FX round-up: Increased rate hike expectations push US dollar higher
Tuesday saw the greenback rally against a basket of currencies, with the dollar index trading 0.28% higher to 95.020, able to hold on just below a 3 and half month high of 95.150 hit last week.
Markets expect the US Federal Reserve to raise interest rates next month followed by roughly two more hikes next year, diverging from European Central Bank (ECB) monetary policy, who are not expected to raise rates till 2019 say analysts.
"There is a renewed focus on the diverging policy outlook between the Fed and most other major central banks," said Omer Esiner at Commonwealth Foreign Exchange.
"The idea that the U.S. is going to normalize policy more quickly than other major central banks was largely put on the back burner for most of this year," he said, adding, "That story has once again come back into the spotlight as a result of the ECB meeting most recently."
The ECB last month prolonged it's bond purchases into 2018, reducing expectations of a raise in interest rates next year.
The euro has been stuck in a tight 1.1602/61 trading range against the dollar since late October with offers able to push it 0.31% lower on the day to 1.1573, as it continued it's 3 week decline.
Data out on Tuesday showed a positive month on month retail sales figure for the eurozone, coming in at 0.7%, marginally beating expectations of 0.6%.
"The market has been long euros for some time now and price action post the ECB suggests that we are seeing a washout in those positions," said John Marley, head of FX strategy at Infinity International.
Sterling traded 0.28% lower against the dollar to 1.3135, giving up some gains made on Monday, with Britain set to enter the next stage of negotiations on its departure from the European Union on Thursday.

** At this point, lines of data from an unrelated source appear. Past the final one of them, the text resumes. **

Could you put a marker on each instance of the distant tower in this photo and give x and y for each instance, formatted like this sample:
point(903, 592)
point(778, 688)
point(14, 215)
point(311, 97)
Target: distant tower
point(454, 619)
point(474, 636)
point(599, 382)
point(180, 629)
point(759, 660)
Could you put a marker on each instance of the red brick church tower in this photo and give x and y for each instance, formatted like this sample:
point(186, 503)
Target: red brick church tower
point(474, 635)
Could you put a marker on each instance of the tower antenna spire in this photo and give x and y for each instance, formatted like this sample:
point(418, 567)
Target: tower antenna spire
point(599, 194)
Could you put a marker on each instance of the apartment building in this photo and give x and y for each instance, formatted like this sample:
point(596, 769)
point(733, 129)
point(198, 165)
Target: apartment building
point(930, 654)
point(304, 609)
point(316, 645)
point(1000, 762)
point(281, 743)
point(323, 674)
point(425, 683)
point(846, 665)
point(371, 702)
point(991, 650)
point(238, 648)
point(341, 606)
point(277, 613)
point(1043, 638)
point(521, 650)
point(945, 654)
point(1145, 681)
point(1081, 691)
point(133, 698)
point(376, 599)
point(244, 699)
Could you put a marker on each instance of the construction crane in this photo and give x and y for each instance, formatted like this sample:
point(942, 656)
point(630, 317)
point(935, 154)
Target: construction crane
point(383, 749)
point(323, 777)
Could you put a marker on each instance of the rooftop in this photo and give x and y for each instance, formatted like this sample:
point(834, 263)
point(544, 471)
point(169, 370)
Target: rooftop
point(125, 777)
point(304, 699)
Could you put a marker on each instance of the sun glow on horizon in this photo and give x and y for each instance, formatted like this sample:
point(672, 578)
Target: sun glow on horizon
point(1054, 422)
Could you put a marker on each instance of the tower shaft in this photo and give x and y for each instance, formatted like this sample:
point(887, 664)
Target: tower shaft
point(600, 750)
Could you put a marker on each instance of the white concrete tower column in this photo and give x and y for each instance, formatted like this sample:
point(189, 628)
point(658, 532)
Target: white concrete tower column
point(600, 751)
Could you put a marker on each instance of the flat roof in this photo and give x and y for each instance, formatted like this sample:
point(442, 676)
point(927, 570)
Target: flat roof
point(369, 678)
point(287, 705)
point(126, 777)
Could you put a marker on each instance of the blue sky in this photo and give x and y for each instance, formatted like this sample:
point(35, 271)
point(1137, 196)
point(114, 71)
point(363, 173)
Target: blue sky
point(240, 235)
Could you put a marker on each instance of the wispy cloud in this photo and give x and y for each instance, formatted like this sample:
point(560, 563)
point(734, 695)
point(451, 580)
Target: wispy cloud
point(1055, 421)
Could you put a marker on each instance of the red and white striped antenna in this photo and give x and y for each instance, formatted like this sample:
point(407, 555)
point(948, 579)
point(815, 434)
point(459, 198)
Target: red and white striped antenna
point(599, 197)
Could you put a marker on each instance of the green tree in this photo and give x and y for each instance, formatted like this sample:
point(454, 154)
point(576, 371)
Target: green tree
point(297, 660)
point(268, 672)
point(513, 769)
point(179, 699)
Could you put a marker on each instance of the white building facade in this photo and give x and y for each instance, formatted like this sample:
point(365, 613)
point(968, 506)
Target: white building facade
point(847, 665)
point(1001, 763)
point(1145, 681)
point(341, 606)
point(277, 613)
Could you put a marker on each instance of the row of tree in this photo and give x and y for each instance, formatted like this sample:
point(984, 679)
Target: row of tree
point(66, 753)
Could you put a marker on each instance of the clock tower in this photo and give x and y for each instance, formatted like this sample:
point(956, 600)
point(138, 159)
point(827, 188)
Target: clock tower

Against the euro, the pound managed to gain 0.12% to 1.1360
The British government has stated most European Union citizens currently living in Britain will be allowed to remain in the country after Brexit in 2019.
Figures for the UK housing market released on Tuesday showed a monthly increase of 0.3%, and an increase of 2.3% in the last 3 months, the fastest price growth since January.
Managing Director of Halifax Community Bank, Russell Galley said, "Increasing pressure on household finances and continuing affordability concerns are some of the factors likely to dampen buyer demand. That said we do not anticipate the base rate rise will be a barrier to buying a house."
Over in Asia, the Japanese yen was another victim of a stronger dollar, with USD/JPY trading 0.34% higher to 114.08 as carry trades look to be in favour.
The Reserve Bank of Australia (RBA) decided to keep interest rates on hold at 1.5% on Tuesday, with market observers not expecting a raise for some time due to low inflation and cautious debt laden consumers.
Dampened rate rise expectatrions weighed on the australian dollar as it traded 0.68% softer against it's US counterpart.
"We've had some weaker data recently, particularly on inflation and retail sales. But the fact that this hasn't changed the language of the RBA is a modest positive for the foreign exchange market," said JP Morgan economist Ben Jarman.